As one, we faced forward, toward the future, together, and became man and wife. We never looked back.
We sped across the Channel. The wind and the tide were with us, like dear old friends wishing us well, hurrying us on to happiness; even the gulls seemed to shout, Godspeed! We made the crossing in four hours and were at the hotel and in our evening clothes just in time to sit down to supper, our first as man and wife.
I’ll never forget that first meal: rosemary chicken, tender green asparagus, buttery new potatoes rolled in herbs, and a lemon custard cake, a golden marvel of a cake, with custard and lemon jelly between each sumptuous spongy-gold layer, the top drizzled with rich ribbons of the most decadent dark chocolate I had ever tasted. I vowed from the very first bite that every year on our anniversary and whenever we had something special to celebrate this would be our dinner.
The next eight weeks were heavenly, all kisses and bliss. Every night I fell asleep with my head on my husband’s chest, listening to his heartbeat, soothing and steady, with his arms holding me. Every morning I awakened to a room filled with roses, thinking I had died and gone to Heaven and a perfumed cloud was now my bed. I was in my husband’s arms, and that was heaven to me. The initial pain, the “necessary unpleasantness” Mama had mentioned, was past so quickly it was nothing—Mama had been right; “one faces worse ordeals at the dentist”—and I experienced only pleasure. I recall it all now only in a series of pretty pictures, like an album filled with postcards from days gone by, pictures of a rosy past that may or may not have been real. I don’t know anymore; I just can’t remember it without that soft, romantic, rosy golden glow. Maybe the truth is I don’t want to.
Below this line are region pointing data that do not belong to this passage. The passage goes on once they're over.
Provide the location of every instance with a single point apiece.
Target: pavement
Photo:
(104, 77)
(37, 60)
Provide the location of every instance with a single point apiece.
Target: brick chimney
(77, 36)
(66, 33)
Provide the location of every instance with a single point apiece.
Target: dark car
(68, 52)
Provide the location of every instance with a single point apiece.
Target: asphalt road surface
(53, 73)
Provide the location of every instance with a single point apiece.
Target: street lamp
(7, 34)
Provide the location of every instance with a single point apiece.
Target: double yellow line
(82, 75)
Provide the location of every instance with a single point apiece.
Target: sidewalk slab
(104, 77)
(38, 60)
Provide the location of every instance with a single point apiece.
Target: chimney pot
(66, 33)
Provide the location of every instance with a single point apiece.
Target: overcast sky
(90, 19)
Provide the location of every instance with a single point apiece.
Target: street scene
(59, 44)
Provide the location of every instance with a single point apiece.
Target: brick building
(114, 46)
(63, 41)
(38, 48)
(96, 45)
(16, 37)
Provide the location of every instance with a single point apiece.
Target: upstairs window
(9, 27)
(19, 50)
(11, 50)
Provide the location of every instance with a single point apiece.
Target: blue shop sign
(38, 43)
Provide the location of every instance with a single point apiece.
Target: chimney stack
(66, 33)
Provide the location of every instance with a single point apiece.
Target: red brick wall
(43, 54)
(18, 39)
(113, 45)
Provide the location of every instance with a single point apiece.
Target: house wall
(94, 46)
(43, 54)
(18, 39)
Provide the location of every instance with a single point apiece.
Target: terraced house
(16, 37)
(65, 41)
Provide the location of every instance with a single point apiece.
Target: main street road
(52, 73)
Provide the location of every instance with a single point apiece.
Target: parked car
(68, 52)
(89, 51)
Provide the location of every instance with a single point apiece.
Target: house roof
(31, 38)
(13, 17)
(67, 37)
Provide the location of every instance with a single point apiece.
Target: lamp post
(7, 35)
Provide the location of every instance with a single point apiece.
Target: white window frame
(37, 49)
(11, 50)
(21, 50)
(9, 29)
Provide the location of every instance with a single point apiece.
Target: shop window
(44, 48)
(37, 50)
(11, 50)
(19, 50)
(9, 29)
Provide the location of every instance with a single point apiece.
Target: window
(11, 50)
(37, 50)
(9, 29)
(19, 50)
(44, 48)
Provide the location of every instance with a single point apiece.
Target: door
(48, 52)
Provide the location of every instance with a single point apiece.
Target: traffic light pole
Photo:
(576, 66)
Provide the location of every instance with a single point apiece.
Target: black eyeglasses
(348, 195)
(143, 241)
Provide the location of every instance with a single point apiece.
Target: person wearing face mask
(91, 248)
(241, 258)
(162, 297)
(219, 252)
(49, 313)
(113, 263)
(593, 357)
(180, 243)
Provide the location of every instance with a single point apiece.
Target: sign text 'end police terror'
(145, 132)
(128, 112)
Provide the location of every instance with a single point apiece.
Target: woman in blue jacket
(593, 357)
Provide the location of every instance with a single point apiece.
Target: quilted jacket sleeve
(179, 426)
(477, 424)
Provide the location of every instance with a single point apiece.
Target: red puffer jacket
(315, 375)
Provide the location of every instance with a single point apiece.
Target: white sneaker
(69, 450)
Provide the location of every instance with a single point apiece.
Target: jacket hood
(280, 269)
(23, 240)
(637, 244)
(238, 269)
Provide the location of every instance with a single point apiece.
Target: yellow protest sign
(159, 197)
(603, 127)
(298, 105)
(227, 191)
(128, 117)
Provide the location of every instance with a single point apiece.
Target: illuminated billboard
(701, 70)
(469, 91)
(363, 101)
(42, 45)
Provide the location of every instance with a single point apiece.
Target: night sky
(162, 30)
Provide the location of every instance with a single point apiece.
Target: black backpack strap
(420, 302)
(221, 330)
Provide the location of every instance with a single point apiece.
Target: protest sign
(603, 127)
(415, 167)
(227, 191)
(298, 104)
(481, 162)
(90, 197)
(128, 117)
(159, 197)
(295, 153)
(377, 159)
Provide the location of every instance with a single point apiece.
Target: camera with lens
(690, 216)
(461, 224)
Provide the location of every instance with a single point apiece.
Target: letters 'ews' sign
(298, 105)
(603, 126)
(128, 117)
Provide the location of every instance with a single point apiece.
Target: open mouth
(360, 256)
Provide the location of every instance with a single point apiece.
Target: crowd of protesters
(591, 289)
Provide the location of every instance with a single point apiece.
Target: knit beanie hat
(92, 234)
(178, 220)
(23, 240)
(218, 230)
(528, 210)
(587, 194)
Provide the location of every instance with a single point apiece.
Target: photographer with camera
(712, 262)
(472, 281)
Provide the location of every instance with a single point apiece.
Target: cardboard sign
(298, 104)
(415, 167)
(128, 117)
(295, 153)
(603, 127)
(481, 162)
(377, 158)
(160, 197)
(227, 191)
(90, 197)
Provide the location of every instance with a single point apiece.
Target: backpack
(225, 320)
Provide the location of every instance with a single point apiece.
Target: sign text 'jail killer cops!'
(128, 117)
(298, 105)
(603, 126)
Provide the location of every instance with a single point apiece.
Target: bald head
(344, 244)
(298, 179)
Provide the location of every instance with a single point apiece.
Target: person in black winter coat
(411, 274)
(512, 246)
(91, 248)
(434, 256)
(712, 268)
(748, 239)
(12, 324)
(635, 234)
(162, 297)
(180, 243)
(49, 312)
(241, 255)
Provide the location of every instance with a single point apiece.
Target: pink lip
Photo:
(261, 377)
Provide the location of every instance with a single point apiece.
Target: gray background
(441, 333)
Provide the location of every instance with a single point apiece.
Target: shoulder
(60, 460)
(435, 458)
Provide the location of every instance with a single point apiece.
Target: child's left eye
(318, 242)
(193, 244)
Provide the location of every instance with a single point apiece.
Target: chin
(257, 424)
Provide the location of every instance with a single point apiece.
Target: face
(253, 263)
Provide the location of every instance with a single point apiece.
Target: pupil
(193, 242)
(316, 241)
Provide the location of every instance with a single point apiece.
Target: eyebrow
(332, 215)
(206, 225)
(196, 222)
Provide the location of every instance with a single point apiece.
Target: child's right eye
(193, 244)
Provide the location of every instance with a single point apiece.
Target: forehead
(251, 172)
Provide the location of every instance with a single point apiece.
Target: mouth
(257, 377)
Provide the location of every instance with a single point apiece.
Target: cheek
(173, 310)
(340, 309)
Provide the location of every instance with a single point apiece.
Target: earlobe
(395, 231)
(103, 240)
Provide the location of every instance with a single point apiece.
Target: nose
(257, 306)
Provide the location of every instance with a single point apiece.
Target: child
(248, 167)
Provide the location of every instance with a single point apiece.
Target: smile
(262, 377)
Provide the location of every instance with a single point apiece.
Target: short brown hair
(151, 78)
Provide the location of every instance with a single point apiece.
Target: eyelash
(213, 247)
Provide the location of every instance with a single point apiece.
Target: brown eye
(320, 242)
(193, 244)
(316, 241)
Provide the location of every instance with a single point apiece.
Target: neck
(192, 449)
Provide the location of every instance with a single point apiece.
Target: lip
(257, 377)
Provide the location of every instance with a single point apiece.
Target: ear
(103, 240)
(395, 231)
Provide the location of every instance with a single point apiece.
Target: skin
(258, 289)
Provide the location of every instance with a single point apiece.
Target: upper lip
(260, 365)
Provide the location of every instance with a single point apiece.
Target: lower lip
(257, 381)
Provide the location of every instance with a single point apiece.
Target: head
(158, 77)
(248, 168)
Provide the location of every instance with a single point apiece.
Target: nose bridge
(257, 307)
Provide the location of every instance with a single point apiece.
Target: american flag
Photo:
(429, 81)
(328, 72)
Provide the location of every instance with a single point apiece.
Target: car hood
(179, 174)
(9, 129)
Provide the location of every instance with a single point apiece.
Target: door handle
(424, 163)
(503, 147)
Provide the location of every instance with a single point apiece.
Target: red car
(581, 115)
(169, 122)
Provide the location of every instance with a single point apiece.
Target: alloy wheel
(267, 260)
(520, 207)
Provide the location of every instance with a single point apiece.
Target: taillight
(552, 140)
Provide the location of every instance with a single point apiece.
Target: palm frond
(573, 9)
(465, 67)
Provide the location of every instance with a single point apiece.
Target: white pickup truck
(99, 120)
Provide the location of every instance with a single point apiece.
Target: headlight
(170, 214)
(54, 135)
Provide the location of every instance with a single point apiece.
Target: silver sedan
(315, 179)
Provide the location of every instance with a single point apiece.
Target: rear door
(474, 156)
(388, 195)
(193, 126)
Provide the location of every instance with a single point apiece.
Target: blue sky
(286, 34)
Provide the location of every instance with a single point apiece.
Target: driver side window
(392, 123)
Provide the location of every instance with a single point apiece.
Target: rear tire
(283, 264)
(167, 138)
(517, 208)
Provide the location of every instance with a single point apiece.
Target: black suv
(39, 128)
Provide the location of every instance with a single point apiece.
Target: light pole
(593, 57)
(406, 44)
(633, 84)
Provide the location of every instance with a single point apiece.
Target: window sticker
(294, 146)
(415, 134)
Though Mama and Holbrook were also in Paris, Jim and I didn’t see them or anyone else we knew. We shunned all society save our own, wanting no one but each other.
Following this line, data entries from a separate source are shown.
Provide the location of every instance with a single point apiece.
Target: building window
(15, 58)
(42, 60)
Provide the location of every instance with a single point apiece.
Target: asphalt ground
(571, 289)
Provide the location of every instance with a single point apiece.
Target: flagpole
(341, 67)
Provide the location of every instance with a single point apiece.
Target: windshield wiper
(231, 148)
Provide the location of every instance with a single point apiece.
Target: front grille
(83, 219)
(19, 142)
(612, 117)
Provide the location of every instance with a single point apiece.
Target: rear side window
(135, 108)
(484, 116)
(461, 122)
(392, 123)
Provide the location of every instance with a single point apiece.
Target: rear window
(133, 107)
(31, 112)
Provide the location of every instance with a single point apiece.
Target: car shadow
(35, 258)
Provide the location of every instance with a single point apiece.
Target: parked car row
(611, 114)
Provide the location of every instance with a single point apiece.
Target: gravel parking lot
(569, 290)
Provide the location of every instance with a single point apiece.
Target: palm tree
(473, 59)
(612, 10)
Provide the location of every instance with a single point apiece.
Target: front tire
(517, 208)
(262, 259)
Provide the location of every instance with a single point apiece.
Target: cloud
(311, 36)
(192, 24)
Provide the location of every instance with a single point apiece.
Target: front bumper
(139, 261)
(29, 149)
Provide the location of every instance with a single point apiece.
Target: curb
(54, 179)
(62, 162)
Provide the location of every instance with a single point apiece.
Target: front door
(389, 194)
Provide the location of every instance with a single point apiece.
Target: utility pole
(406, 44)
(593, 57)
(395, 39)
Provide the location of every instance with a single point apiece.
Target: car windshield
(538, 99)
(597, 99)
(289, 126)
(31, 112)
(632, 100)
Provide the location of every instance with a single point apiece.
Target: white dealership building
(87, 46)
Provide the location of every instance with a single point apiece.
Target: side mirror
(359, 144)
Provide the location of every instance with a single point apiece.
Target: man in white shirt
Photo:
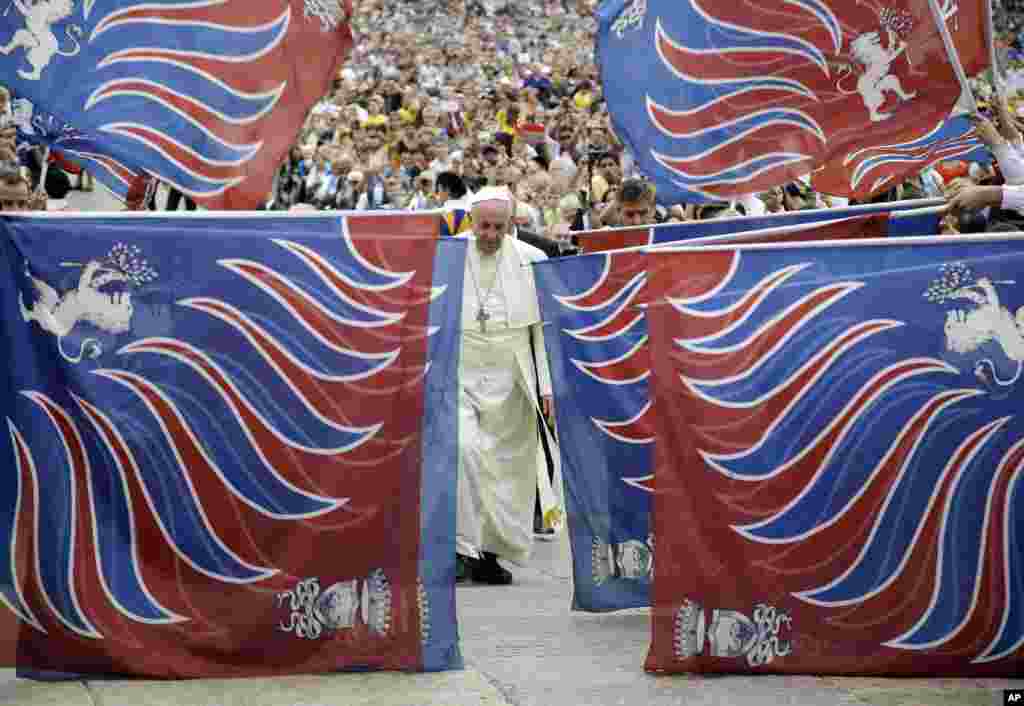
(500, 456)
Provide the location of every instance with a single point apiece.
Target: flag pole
(993, 58)
(953, 56)
(41, 187)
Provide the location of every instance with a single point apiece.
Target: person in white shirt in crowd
(1004, 139)
(423, 187)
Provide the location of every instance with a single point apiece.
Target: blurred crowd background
(440, 98)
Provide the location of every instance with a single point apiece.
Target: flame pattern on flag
(609, 339)
(869, 479)
(738, 97)
(199, 435)
(194, 92)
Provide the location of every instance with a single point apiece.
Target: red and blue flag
(227, 445)
(839, 457)
(598, 350)
(207, 96)
(736, 97)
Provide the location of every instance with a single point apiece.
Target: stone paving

“This,” Jim said, “is our time.”
“Ours alone,” I agreed.
Jim took me to Versailles, to view the gilded remains of a vanished world burned and blown away on the hot and violent winds of revolution. I was elated yet, at the same time, so terribly sad when I traversed the Hall of Mirrors, supremely conscious of my shoes echoing upon the marble floor as I followed in the ghostly footsteps of Marie Antoinette.
To cheer me out of my sudden blue doldrums, Jim pulled me into his arms and began to waltz with me. Seeing my reflection in my sky-blue linen suit and hat, rakishly tilted and crowned with a bevy of weeping blue ostrich plumes, passing in a whirl of swirling skirts and swaying feathers, I forgot—just for a moment—that I was a grown-up married lady and, like a little girl, imagined that I was Marie Antoinette and the belle of the ball all blurred into one.
Later, I stood outside the Petit Trianon and tried to envision Marie Antoinette in one of her white shepherdess dresses with adoring courtiers surrounding her like a flock of sheep. From the time I was a little girl I had been fascinated by tales of the tragic queen. I had several postcards with her likeness and others evocative of the times in which she had lived pasted in my album. I loved the splendid panniered gowns with their ladders of bows climbing the bodices, billows of lace at the sleeves, like bridal veils for the elbows, and the towering befeathered and bejeweled powdered coiffures. “Dresses decorated like birthday cakes and hair like wedding cakes with sugar roses and swags of candy pearls,” I said to Jim’s amusement as we stood before a wall of gilt-framed portraits. I loved to hear his hearty chuckle, to know that he was laughing with me, not at me.